Тайхман умылся и побрился, затем он облачился в свежевычищенный мундир и покинул отель. В магазине канцтоваров он купил газету «Deutsche Allgemeine Zeitung», детектив и немного писчей бумаги. Газета была двухдневной давности, а книга сброшюрована так, что любое неловкое движение оставляло у тебя в руках пачку разрозненных листков. Писчая бумага больше походила на туалетную. Но Тайхман был доволен, что сегодня, в воскресенье, ему удалось достать хоть что-нибудь.

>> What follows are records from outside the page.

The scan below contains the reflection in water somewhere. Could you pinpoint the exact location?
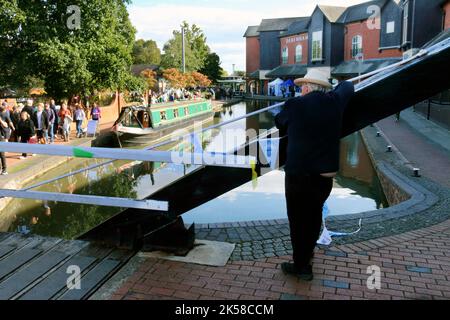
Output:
[0,102,386,239]
[183,134,388,223]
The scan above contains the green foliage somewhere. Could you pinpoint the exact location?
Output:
[161,21,211,72]
[0,0,136,99]
[133,39,161,66]
[200,52,224,83]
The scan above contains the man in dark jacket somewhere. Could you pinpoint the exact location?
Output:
[31,103,49,144]
[22,100,35,118]
[275,69,354,281]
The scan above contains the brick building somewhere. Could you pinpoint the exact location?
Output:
[245,0,450,90]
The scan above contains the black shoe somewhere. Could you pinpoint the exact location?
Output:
[281,262,314,281]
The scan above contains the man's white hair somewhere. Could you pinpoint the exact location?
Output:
[304,83,331,93]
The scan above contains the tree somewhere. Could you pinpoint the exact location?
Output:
[0,0,136,99]
[161,21,210,72]
[191,71,212,87]
[163,68,211,89]
[133,39,161,65]
[200,52,224,83]
[163,68,186,89]
[141,69,158,90]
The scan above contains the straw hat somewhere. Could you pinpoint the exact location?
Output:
[294,69,333,89]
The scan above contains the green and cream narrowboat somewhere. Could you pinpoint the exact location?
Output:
[112,99,214,145]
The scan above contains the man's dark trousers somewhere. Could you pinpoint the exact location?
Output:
[285,174,333,268]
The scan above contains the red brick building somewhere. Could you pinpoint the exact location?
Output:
[245,0,450,89]
[244,26,260,75]
[344,20,402,61]
[280,32,308,65]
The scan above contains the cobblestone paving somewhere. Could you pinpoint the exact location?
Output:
[111,221,450,300]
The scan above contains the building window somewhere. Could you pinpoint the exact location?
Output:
[386,21,395,33]
[311,31,323,61]
[282,47,289,64]
[403,1,409,43]
[295,45,303,63]
[352,35,362,58]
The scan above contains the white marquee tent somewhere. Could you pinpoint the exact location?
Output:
[269,78,284,97]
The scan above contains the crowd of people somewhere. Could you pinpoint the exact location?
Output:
[0,100,101,175]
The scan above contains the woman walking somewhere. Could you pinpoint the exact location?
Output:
[75,104,86,138]
[17,111,35,159]
[59,103,73,142]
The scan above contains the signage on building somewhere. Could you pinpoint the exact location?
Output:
[286,34,308,44]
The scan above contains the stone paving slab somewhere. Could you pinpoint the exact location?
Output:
[110,220,450,300]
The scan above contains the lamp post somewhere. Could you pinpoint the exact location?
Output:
[355,52,364,82]
[181,27,186,73]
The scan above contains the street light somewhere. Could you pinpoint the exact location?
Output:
[181,27,186,73]
[355,52,364,82]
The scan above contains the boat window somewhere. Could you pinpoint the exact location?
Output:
[139,111,150,128]
[123,111,142,128]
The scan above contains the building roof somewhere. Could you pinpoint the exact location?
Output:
[317,5,347,23]
[280,17,310,37]
[258,17,305,32]
[331,58,402,76]
[244,26,259,38]
[337,0,390,23]
[266,64,308,78]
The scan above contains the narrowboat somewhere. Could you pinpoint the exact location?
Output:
[112,99,214,146]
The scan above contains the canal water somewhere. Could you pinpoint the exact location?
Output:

Затем он отправился на завтрак. У него было место у окна с видом на озеро, но завтрак оказался плохим; кофе напомнил ему о самых мрачных днях в учебном лагере. Однако столик был застелен скатертью, когда-то белой, а дружелюбная официантка, узнав, что Тайхман не женат и не баварец, смогла объясниться с ним на верхненемецком. Она говорила на нем с легким акцентом, как ему показалось, специально рассчитанным на то, чтобы привлечь побольше туристов, — и это было в ней самое приятное.